Us Open: Nadal in semifinale, nel derby senza storia con Robredo

Ancor prima di qualsiasi considerazione, vedere scendere sul terreno di gioco Nadal e Robredo dispiace ed il motivo lo si conosce bene.

 

L’ipotetico quarto di finale più atteso, è sfumato ancora una volta, perché Federer ha mancato l’appuntamento. Accanirsi contro Robredo risulta facile, ma anche ingiusto. Il rispetto lo merita anche solo per la difficoltà da cui è riemerso e nessuno può imputargli colpe. E’ comunque innegabile che il fascino della sfida si sia spento appena Roger ha stretto mestamente la mano allo spagnolo e sia uscito dal campo svuotato, lasciandoci interdetti.

Concentrare l’attenzione su chi non c’è non è corretto, ma inevitabile. Due giorni dopo ancora non ci si capacità del perché, eppure è lì da vedere. Robredo ha soppiantato il posto a chi, se si guarda solo la folgorante carriera, gli spettava di diritto. Il tennis è però un gioco e come tale ha una regola semplice ma spietata: chi vince resta! L’attuale Robredo, con il suo tennis regolare, piatto e conservativo, aveva più chance di reggere l’urto del compressore Nadal, rispetto al Federer visto negli ultimi mesi: sprazzi di bel gioco, alternati a pause prolungate e denigranti. Il vero Federer oggi non è presente, in campo a palleggiare con Nadal, alla buona pace di tutti i detrattori, i critici ed i meno entusiasti, c’è Robredo.

Detto questo, l’esito del match smentisce un po’ tutto il mio tentativo di giustificare uno scempio, perché non fin dalle prime battute non è esistita una partita: 6-0 dopo ventidue minuti, riassumibile in un Nadal devastante ed un Robredo lontano parente di quello ammirato contro Roger, falloso al servizio (un game è stato regalato con due doppi falli e due errori, uno di dritto ed uno di rovescio) e costretto a fare da tergicristallo ad ogni scambio da fondo campo.

Il secondo set è proseguito sulla stessa falsa riga del primo: subito break in apertura e confermato nel game successivo a favore di Nadal. Il pubblico, in un atto di pietà, deve godere delle poche emozioni del match, incitando Robredo dopo aver conquistato due punti, con due vincenti consecutivi. Alla conquista del suo primo game (dopo otto di fila in favore di Nadal), il pubblico ha gridato come fosse un match point, nonostante perfino l’occhio elettronico gli stesse portando via la possibilità di questa difficoltosa conquista, giudicando buono un vincente di Nadal con la riga appena spizzicata.
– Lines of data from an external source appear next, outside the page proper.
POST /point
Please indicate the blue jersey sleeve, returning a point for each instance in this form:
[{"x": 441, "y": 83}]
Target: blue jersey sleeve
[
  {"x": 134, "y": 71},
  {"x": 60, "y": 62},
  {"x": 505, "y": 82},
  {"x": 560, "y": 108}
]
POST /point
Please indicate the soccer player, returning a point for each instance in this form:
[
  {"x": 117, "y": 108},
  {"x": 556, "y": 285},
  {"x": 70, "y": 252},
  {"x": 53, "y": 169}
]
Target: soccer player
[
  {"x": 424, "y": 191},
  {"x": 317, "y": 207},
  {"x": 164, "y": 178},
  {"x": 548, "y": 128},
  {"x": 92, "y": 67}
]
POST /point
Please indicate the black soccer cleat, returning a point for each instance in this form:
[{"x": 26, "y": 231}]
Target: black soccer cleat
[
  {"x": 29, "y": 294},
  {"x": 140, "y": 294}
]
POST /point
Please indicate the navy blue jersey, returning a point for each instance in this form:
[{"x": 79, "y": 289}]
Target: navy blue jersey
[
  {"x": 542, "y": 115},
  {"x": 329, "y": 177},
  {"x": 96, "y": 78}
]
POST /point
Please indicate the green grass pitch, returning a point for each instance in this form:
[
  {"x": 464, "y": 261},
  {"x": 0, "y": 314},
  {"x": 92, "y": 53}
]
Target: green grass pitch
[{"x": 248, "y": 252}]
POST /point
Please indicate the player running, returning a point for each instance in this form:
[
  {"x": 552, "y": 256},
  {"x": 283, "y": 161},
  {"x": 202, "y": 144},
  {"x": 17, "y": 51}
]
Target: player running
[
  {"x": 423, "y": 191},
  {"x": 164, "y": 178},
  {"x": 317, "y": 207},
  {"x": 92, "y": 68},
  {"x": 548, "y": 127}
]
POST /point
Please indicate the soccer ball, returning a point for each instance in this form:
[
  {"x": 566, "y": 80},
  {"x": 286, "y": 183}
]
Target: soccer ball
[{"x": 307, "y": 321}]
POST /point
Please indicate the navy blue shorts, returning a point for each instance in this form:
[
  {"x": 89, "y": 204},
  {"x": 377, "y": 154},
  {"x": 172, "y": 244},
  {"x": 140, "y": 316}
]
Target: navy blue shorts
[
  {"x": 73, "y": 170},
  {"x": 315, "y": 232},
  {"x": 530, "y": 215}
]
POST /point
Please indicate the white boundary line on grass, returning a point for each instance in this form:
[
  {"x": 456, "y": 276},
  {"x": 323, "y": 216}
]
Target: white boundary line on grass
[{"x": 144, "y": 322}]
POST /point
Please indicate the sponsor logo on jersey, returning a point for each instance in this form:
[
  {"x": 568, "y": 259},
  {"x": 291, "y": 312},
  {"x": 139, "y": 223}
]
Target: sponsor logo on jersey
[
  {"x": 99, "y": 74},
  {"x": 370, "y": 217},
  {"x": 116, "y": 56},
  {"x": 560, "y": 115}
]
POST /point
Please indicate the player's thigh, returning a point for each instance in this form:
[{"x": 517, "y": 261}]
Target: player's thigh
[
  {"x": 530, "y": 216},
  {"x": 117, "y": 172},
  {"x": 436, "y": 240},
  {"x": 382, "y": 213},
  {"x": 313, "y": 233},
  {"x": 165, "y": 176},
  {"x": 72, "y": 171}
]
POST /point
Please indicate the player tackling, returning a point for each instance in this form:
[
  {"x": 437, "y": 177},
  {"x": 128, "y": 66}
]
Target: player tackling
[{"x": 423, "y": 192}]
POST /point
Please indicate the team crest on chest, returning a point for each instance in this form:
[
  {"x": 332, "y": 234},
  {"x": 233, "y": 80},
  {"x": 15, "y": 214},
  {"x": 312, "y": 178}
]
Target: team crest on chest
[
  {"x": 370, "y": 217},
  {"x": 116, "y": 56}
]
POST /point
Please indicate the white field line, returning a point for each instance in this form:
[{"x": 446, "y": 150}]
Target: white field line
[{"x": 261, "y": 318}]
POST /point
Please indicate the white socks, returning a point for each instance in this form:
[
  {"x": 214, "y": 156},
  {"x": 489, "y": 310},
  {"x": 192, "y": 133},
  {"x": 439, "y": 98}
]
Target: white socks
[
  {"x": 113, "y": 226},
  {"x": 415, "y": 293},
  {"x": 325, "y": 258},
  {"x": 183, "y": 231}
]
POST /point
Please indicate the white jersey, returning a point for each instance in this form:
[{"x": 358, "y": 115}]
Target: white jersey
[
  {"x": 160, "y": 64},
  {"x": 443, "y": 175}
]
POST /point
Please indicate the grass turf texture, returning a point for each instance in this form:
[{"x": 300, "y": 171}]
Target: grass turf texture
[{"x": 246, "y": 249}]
E’ un fuoco di paglia ma che ha reso il punteggio del set meno amaro ed ha trasmesso un po’ di fiducia in Robredo, tanto da spingerlo fino ai vantaggi sul servizio di Nadal nel sesto gioco del set. Mera illusione, stroncata dal ritorno prepotente di Rafa che non solo ha confermato il break, ma ne piazza un secondo e chiude il set: 6-2, in appena un’ora ed un minuto di gioco.

Il funerale del match, perché si può benissimo abusare di questo termine, è breve, non tanto per la durata ma per l’esito scontato, seppure il match è divenuto più equilibrato e Robredo riesce a tenere, nel primo gioco, il game a zero per la prima volta e si porta perfino avanti 2-1, l’ultimo sussulto prima della definitiva conclusione. Il monologo Nadal prosegue ed il break nel quinto gioco decreta la parola fine ad uno spettacolo dove un solo interprete ne è stato degno. Poco vale aver vinto lo scambio più lungo del match (24 tiri), Robredo non era all’altezza del suo avversario.

Risultato finale, Nadal demolisce Robredo: 6-0, 6-2, 6-2; facendo aumentare i rimpianti di un match mancato, con il fantasma del vero Roger che ha aleggiato nel cuore di tutti, tifosi e non.

Accanirsi contro Robredo ora risulta più facile, seppure sempre ingiusto.